The smart-city vision is ever-evolving, Sherwood said, and now the conversation in the city is starting to include things like better access to government services and officials.

“We’re looking at working with many different vendors on bringing new technology in and seeing how that can help the city in general,” Sherwood said.

He said his team is currently working on building a phone app that will allow a user to hold the phone up to a road sign and then translate it into the user’s native language, then give the person information about what’s in the area.

His team is also working on making it possible for people to ask their Amazon Echos things like, “How do I report a pot hole?” Or, “When is the next City Council meeting and what is on the agenda?”

Amazon Echo is a standalone cylindrical device that responds to voice commands and delivers information via Alexa, its voice assistant.

Sherwood said his team is also working on making it possible to have a virtual meeting with an elected official.


 

Fucci said a large part of being a smart city is fitting into the community at large and making sure that information gathered can be shared when it comes to things like transportation.

“We all want our citizens to have a consistent and unified experience,” Fucci said. “We would not want a service to end at the border as a citizen travels from our city to Clark County, for example.”

The information officers and their counterparts of Nevada’s municipalities meet regularly, share information and discuss the smart-city concept.

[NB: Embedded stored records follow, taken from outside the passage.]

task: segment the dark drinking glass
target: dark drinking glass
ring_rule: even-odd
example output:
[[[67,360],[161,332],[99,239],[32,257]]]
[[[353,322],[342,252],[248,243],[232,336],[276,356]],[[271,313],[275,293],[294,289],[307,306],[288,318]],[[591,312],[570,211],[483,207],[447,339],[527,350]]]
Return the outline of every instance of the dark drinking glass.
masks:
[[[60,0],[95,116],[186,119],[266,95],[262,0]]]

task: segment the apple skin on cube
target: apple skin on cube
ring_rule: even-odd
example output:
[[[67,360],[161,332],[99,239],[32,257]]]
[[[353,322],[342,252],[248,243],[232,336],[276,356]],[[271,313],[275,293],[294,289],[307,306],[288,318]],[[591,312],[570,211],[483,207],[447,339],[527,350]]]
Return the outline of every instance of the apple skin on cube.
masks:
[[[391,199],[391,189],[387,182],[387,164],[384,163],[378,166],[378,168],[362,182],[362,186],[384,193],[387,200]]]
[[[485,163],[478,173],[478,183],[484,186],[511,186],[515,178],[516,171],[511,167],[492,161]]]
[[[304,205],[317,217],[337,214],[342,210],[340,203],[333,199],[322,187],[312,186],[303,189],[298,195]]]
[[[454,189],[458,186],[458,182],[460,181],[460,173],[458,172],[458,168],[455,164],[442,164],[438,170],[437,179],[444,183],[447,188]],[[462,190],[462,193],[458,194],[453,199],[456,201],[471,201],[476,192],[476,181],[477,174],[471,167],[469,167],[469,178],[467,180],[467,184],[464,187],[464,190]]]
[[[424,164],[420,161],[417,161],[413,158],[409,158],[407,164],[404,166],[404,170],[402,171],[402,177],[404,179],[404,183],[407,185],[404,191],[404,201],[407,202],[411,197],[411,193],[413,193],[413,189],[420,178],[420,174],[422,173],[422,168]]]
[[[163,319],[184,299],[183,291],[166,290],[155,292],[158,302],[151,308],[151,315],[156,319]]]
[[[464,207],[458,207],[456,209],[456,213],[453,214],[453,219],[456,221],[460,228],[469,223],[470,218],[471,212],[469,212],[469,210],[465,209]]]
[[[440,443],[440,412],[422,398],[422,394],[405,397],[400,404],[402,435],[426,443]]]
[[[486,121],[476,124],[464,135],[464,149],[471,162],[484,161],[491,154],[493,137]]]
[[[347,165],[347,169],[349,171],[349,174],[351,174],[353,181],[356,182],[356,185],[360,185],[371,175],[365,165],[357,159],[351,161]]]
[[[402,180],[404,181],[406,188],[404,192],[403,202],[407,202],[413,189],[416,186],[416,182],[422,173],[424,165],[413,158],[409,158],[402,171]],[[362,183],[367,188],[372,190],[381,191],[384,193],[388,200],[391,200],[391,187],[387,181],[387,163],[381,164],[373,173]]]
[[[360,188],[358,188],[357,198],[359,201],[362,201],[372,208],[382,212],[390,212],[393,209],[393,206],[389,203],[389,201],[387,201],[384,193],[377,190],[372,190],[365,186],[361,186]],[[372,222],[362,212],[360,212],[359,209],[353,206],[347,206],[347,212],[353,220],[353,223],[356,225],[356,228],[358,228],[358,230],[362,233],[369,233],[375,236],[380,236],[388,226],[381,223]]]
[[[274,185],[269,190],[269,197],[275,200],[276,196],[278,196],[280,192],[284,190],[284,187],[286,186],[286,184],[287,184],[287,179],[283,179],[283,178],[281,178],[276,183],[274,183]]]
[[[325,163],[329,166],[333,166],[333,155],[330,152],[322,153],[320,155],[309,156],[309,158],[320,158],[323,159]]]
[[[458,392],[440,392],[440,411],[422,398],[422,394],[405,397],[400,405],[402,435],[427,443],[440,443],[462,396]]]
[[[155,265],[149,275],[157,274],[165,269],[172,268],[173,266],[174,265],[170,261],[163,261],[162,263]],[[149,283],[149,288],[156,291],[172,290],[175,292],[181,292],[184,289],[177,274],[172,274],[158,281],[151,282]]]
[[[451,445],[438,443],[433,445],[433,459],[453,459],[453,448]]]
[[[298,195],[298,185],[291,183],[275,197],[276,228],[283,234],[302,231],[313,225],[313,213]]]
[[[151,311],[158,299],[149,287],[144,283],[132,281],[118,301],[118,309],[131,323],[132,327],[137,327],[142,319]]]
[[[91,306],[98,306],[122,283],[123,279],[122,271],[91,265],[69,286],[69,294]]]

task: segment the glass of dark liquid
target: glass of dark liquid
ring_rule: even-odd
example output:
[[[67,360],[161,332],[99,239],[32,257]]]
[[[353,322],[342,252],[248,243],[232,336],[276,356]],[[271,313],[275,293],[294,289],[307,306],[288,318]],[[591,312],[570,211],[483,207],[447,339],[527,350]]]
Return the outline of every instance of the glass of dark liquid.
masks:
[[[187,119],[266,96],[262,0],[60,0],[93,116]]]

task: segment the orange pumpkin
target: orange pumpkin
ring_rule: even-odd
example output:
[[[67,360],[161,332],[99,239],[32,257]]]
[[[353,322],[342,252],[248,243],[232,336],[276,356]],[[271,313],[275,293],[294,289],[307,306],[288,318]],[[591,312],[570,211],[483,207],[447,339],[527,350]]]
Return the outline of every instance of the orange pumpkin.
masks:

Sherwood, Fucci and other regional partners returned Feb. 8 from San Jose, where they visited with Cisco Systems to look at what types of wireless technologies might benefit their cities.

AVOIDING PITFALLS

Karayannis and other panelists at CES, produced by Arlington, Virginia-based Consumer Technology Association, cautioned leaders to avoid common mistakes that cities make when developing their smart-city vision, like “chasing the next shiny object,” as Karayannis put it.

“Really pilot these technologies and solutions and understand what are the costs and savings for departments and silos in a city. One of the pitfalls is really not having the alignment (across different city departments) to get that informed view.”